Motivation

Domain Name System (DNS) is a fundamental element of the Internet providing lookup services for end users
as well as for a multitude of applications, systems and security mechanisms that depend on DNS, such as antispam
defences, routing security, firewalls, certificates and more. Caches constitute a critical component of
DNS, allowing to improve efficiency and reduce latency and traffic in the Internet. Understanding the behaviour,
configurations and topologies of caches in the DNS platforms in the Internet is important for efficiency and
security of Internet users and services. Our current view of basic Internet components is based on standard
documents and initial designs. However, most systems significantly evolved since their conception. Furthermore,
typically the networks or Internet operators make different choices when setting up their infrastructure.
In order to evaluate or improve security of the basic Internet components a clear understanding thereof is
important.
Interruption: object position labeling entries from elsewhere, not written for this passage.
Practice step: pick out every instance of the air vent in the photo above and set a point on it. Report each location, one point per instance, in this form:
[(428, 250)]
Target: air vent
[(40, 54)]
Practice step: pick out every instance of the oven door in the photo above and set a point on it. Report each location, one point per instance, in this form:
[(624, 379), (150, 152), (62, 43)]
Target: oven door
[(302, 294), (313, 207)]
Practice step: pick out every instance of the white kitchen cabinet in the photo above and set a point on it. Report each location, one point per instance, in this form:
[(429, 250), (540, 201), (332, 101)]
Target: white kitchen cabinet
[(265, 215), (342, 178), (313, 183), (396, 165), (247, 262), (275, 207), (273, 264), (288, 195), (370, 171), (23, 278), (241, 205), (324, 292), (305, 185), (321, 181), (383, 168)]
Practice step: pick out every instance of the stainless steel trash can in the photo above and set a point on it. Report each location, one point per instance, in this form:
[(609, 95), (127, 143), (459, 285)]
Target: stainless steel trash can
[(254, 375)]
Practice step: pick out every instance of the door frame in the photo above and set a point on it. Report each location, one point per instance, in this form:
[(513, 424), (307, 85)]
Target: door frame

Even basic questions, such as a number of caches in a DNS platform, are necessary to evaluate
vulnerabilities to cache poisoning attacks.

DNS Cache Test

DNS Cache Test is a new tool for measuring DNS resolution platforms.
Our tool identifies the different components in DNS resolution platforms, in particular, the IP addresses used
for lookup of records in nameservers and the caches. We infer the number of caches used as well as the DNS
software of the caches. Our tool utilises the caching behavior and the standard DNS protocol behavior for
collection of the data and its analysis.

Caches Evaluation

Our evaluation of tests consists of three phases: seeding, injecting, and validating.
During the seeding phase, we plant 'honey' DNS records into caches. Specifically,
we cause the tested DNS resolution platforms to issue queries for records in our domain.
During the inject phase we evaluate overwriting records by replacing them with new values.
During the validation phase we check whether the cache contains new values, namely,
overwriting succeeded. We check this by probing the values of the 'honey' records.

Some tests may fail. Multiple failed tests may indicate unstable network infrastructure,
changes in caching hosts, censorship, attacks, packet loss... To cope with failures,
we repeat our tests multiple times. Hence, the output table contains a fraction of tests that succeeded.
However, even a single successful test suffices for inferring, whether the tested cache supports a tested "overwriting" property.